At this year’s GPU Technology Conference, Nvidia’s premier conference for technical computing with graphic processors, the company reserved the top keynote for its CEO Jensen Huang. Over the years, the GTC conference went from a segment in a larger, mostly gaming-oriented and somewhat scattershot conference called “nVision” to become one of the key conferences that mixes academic and commercial high-performance computing.
Jensen’s message was that GPU-accelerated machine learning is growing to touch every aspect of computing. While it’s becoming easier to use neural nets, the technology still has a way to go to reach a broader audience. It’s a hard problem, but Nvidia likes to tackle hard problems.
The Nvidia strategy is to disburse machine learning into every market. To accomplish this, the company is investing in Deep Learning Institute, a training program to spread the deep learning neural net programming model to a new class of developers.
Much as Sun promoted Java with an extensive series of courses, Nvidia wants to get all programmers to understand neural net programming. With deep neural networks (DNNs) promulgated into many segments, and with cloud support from all major cloud service suppliers, deep learning (DL) can be everywhere — accessible any way you want it, and integrated into every framework.
DL also will come to the Edge; IoT will be so ubiquitous that we will need software writing software, Jensen predicted. The future of artificial intelligence is about the automation of automation.
Nvidia Drives AI Into Toyota
Bringing DL to a wider market also drove Nvidia to build a new computer for autonomous driving. The Xavier processor is the next generation of processor powering the company’s Drive PX platform.
This new platform was chosen by Toyota as the basis for production of autonomous cars in the future. Nvidia couldn’t reveal any details of when we’ll see Toyota cars using Xavier on the road, but there will be various levels of autonomy. including copiloting for commuting and “guardian angel” accident avoidance.

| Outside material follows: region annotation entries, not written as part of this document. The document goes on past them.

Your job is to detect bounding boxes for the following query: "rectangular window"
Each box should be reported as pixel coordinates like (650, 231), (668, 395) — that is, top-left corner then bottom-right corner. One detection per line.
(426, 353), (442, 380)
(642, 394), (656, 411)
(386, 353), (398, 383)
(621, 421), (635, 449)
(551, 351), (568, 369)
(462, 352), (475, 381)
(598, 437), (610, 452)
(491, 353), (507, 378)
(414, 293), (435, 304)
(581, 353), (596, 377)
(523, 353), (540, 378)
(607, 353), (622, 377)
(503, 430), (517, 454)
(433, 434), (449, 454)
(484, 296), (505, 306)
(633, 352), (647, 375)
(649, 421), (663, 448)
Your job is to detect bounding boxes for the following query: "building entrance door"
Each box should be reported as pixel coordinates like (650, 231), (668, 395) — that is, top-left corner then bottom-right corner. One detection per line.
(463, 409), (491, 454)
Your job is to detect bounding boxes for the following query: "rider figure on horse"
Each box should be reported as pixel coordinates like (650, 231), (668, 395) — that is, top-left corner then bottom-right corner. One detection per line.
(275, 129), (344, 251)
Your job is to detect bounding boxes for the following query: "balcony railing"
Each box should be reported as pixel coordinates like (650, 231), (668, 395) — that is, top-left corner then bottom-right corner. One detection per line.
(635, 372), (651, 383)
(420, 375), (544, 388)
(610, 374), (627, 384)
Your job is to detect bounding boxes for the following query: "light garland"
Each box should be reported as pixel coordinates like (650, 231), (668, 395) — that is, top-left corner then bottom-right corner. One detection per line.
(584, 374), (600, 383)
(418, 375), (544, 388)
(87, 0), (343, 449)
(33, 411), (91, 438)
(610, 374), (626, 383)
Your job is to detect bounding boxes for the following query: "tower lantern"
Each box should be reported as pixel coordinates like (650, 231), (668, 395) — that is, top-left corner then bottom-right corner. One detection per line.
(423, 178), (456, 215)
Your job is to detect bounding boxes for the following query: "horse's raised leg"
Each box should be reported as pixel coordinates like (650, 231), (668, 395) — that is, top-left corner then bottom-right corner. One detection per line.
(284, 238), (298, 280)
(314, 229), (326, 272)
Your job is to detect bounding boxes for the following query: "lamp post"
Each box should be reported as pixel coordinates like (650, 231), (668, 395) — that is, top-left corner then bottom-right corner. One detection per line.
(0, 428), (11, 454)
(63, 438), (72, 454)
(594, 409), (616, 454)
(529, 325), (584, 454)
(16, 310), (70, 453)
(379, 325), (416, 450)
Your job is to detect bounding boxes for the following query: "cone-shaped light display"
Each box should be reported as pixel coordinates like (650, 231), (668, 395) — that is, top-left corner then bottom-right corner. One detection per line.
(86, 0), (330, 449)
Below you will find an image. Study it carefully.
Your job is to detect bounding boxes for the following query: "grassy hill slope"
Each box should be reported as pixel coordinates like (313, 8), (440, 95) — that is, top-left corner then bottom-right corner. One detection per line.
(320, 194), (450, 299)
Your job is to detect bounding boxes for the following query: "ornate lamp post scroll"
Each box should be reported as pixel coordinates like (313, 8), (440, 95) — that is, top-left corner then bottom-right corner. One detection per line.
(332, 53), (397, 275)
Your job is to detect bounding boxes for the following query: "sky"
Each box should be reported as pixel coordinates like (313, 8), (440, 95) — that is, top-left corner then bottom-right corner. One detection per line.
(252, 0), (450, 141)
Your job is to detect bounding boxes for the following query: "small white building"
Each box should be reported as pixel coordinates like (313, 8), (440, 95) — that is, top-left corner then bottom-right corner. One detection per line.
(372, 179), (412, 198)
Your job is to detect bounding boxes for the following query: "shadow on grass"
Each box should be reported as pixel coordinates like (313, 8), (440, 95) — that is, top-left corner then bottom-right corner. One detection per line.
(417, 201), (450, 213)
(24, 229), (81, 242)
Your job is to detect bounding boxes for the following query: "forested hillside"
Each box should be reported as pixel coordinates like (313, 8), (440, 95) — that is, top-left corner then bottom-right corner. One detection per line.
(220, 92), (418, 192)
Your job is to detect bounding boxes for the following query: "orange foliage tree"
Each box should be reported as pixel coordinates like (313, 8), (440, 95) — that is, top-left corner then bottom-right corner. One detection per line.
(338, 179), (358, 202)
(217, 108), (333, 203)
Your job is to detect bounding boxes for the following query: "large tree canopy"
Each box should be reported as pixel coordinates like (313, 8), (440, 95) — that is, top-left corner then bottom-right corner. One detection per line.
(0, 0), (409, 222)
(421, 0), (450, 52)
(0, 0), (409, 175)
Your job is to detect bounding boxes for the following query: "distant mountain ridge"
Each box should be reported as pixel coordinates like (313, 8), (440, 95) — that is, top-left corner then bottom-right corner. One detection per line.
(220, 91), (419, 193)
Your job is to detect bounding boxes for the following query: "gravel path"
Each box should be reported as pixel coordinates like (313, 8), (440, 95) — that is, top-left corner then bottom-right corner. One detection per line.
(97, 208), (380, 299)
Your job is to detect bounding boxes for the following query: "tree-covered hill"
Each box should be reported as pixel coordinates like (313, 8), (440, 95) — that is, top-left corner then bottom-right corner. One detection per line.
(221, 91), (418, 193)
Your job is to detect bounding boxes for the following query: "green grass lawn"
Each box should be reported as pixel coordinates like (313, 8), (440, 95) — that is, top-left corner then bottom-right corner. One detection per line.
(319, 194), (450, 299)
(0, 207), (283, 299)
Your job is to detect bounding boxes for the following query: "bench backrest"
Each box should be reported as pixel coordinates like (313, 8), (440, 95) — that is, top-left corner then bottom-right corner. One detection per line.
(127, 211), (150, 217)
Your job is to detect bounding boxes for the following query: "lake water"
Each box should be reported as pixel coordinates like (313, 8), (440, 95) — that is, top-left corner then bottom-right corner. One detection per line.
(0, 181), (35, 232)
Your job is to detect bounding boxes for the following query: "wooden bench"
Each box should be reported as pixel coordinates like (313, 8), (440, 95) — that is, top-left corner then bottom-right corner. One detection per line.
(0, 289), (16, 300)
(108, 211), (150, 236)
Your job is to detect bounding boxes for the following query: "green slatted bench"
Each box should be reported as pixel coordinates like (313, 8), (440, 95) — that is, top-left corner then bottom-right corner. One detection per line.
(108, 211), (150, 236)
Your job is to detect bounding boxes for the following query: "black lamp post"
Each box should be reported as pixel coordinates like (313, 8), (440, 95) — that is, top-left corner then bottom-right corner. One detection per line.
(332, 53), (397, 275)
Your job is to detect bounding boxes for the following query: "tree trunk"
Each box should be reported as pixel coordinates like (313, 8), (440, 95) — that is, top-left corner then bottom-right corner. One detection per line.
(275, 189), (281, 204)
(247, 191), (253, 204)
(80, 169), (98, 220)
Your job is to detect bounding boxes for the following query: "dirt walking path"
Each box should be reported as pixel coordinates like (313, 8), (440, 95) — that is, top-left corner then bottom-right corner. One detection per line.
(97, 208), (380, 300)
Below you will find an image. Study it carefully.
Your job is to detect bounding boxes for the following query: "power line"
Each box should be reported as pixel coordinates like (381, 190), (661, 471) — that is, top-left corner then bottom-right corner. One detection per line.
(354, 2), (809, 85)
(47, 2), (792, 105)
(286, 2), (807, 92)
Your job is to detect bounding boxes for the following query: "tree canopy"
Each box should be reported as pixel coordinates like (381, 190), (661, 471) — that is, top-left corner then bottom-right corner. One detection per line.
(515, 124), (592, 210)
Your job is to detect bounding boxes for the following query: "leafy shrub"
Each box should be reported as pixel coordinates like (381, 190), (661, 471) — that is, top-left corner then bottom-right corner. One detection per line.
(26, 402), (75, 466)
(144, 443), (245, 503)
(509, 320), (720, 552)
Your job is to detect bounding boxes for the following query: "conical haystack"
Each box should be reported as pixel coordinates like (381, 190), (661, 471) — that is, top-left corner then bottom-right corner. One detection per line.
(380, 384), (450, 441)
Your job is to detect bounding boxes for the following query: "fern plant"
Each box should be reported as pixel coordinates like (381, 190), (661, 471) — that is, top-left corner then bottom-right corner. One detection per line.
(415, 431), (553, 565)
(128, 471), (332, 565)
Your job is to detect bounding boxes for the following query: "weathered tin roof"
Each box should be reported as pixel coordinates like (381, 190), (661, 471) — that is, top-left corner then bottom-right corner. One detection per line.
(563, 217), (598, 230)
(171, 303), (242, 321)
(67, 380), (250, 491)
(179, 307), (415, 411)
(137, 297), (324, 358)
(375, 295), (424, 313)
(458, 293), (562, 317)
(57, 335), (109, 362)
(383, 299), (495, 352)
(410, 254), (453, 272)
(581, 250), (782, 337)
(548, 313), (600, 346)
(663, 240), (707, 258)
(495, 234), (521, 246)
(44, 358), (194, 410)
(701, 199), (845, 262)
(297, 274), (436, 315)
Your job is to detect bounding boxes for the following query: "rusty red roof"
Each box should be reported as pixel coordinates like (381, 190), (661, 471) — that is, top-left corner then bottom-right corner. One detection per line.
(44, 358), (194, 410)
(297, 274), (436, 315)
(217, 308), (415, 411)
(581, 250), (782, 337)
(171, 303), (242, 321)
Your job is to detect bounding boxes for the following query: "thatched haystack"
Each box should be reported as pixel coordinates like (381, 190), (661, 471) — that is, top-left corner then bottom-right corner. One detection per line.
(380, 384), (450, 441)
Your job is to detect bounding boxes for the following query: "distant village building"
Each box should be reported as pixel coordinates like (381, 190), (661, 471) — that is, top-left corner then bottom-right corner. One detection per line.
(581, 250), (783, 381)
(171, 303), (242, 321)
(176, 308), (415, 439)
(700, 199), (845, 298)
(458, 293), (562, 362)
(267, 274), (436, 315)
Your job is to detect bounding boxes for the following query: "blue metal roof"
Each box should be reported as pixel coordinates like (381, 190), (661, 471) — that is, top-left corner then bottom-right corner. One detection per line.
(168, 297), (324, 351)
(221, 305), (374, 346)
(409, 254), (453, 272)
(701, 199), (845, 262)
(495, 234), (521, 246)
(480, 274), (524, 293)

Unique to the Xavier processor is the DLA, a deep learning accelerator that offers 10 Tera operations of performance. The custom DLA will improve power and speed for specialized functions such as computer vision.
To spread the DLA impact, Nvidia will open source instruction set and RTL for any third party to integrate. In addition to the DLA, the Xavier System on Chip will have Nvidia’s custom 64-bit ARM core and the Volta GPU.
Nvidia continues to execute on its high-performance computing roadmap and is starting to make major changes to its chip architectures to support deep leaning. With Volta, Nvidia has made the most flexible and robust platform for deep learning, and it will become the standard against which all other deep learning platforms are judged.
Deep Learning Needs for More Performance
Nvidia’s conference is all about building a pervasive ecosystem around its GPU architectures. The ecosystem influences the next GPU iteration as well. With early GPUs for high-performance computing and supercomputers, the market demanded more precise computation in the form of double precision floating-point format processing, and Nvidia was the first to add a fp64 unit to its GPUs.
GPUs are the predominant accelerator for machine learning training, but they also can be used to accelerate the inference (decision) execution process. Inference doesn’t require as much precision, but it needs fast throughput. For that need, Nvidia’s Pascal architecture can perform fast, 16-bit floating-point math (fp16).
The newest GPU is addressing the need for faster neural net processing by incorporating a specific processing unit for DNN tensors in its newest architecture — Volta. The Volta GPU processor already has more cores and processing power than the fastest Pascal GPU, but in addition, the tensor core pushes the DNN performance even further. The first Volta chip, the V100, is designed for the highest performance.
The V100 is a massive 21 billion transistors in semiconductor company TSMC’s 12nm FFN high-performance manufacturing process. The 12nm process — a shrink of the 16nm FF process — allows the use of models from 16nm. This reduces the design time.
Even with the shrink, at 815mm2 Nvidia pushed the size of the V100 die to the very limits of the optical reticle.
The V100 builds on Nvidia’s work with the high-performance Pascal P100 GPU, including the same mechanical layout, electrical connects, and the same power requirements. This makes the V100 an easy upgrade from the P100 in rack servers.
For traditional GPU processing, the V100 has more than 5,120 CUDA (compute unified device architecture) cores. The chip is capable of 7.5 Tera FLOPS of fp62 math and 13TF of fp32 math.
Feeding data to the cores requires an enormous amount of memory bandwidth. The V100 uses second generation high-bandwidth memory (HBM2) technology to feed 900 Gigabytes/sec of bandwidth to the chip from the 16 GB.
While the V100 supports the traditional PCIe interface, the chip expands the capability by delivering 300 GB/sec over six NVLink interfaces for GPU-to-GPU connections or GPU-to-CPU connections (presently, only IBM’s POWER 8 supports Nvidia’s NVLink wire-based communications protocol).
However, the real change in Volta is the addition of the tensor math unit. With this new unit, it’s possible to perform a 4x4x4 matrix operation in one clock cycle. The tensor unit takes in a 16-bit floating-point value, and it can perform two matrix operations and an accumulate — all in one clock cycle.
Internal computations in the tensor unit are performed with fp32 precision to ensure accuracy over many calculations. The V100 can perform 120 Tera FLOPS of tensor math using 640 tensor cores. This will make Volta very fast for deep neural net training and inference.
Because Nvidia already has built an extensive DNN framework with its CuDNN libraries, software will be able to use the new tensor units right out of the gate with a new set of libraries.
Nvidia will extend its support for DNN inference with TensorRT — where it can train neural nets and compile models for real-time execution. The V100 already has a home waiting for it in the Oak Ridge National Labs’ Summit supercomputer.